Fort Liard (Nov 10/06) - Two weeks ago, Carla Payou hadn't worked with electrical wiring before but now she's ready to wire lights and switches.

Payou, 15, is one of the students at Echo Dene school participating in the Technology in the Workplace program.

NNSL Photo/graphic

Trevor McLeod said let their be light - and there was - as he tested the light fixtures he wired as part of the Technology in the Workplace program. - Roxanna Thompson/NNSL photo

When she first joined the class two weeks ago, Payou wasn't sure if she would like it. She quickly changed her mind.

"It's fun," she said.

Payou won the class award for the month of October.

"Girls can do this stuff just as well as boys, if not better," said Payou.

The Technology in the Workplace program is in its second year in Fort Liard. Started in November 2005 as Practical Arts Liard (PAL) for at-risk students, the program is undergoing changes this year.

"We are moving away from the stand alone program and integrating it into the main school program," said principal Alphonse Janvier. The goal is to have all students in Grades 7 and up take part in the program.

A few challenges stand in the way. There is a lack of space for all the students to work and a lack of resources to purchase the necessary supplies, said Janvier.

Despite the obstacles, 14 students are currently taking part in the program.

"The students are doing very well," said Paul Brown, the technology teacher.

The program is designed to teach employable technology skills and give the students a chance to touch on a number of trades, Brown said.
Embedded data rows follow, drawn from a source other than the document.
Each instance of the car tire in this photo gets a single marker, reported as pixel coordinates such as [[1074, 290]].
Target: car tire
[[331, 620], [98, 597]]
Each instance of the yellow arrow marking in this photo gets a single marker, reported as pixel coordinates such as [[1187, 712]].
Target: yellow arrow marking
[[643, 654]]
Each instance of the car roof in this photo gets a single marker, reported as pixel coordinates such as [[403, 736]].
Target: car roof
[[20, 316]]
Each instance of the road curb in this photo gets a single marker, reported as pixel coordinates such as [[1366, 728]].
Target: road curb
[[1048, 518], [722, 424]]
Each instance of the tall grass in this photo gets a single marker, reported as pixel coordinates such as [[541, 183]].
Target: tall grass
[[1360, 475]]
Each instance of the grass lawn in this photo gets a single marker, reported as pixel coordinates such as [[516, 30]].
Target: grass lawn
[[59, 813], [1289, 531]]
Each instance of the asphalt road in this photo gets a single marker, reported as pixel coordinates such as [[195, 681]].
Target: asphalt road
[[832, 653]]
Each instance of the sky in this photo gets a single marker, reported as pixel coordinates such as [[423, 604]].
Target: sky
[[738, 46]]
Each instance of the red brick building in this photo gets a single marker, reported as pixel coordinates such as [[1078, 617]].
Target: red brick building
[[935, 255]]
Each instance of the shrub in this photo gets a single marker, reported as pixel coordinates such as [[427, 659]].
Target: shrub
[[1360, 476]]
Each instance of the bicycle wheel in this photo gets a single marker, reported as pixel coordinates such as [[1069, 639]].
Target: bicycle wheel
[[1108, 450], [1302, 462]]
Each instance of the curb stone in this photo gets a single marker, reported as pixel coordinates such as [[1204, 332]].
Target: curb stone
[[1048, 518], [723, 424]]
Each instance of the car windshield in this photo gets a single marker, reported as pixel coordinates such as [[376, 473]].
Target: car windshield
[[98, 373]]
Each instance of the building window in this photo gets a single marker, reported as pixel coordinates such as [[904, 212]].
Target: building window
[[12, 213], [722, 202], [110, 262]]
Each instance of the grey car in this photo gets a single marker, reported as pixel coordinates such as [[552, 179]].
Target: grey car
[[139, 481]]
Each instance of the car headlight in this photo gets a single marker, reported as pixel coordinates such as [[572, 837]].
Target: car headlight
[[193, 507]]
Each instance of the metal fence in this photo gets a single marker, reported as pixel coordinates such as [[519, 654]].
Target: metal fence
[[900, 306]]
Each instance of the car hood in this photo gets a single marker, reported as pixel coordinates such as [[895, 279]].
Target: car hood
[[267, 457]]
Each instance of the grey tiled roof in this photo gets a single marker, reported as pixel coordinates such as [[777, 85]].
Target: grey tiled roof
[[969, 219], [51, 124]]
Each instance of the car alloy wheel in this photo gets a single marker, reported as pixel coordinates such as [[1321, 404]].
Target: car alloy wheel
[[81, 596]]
In small hamlets, there seems to be a need for people who are able to do general repairs, he said.

Students will learn about construction, wood working, home repairs, painting and drywall repair and installation. Welding might also be developed into an option.

"We hope each student finds their niche and expands on it," Brown said.

Once students have the basic skills, Brown hopes to take them into the community to put their knowledge to use making repairs.

Brown, an industrial electrician by trade, has taught in high schools in Hamilton, Ont., for the past 20 years. He is currently on leave from the Hamilton-Wentworth District school board.

Using Brown's background, so far the students have learned about basic circuits and are applying the knowledge to wiring light fixtures and switches.

For Laura Loe, 16, the class is opening up new career possibilities.

While wiring a switch, Loe said it's her first time doing this kind of activity but she enjoys having the chance to work with her hands.

"It's good," she said.

She's now thinking of trades as a possible career option.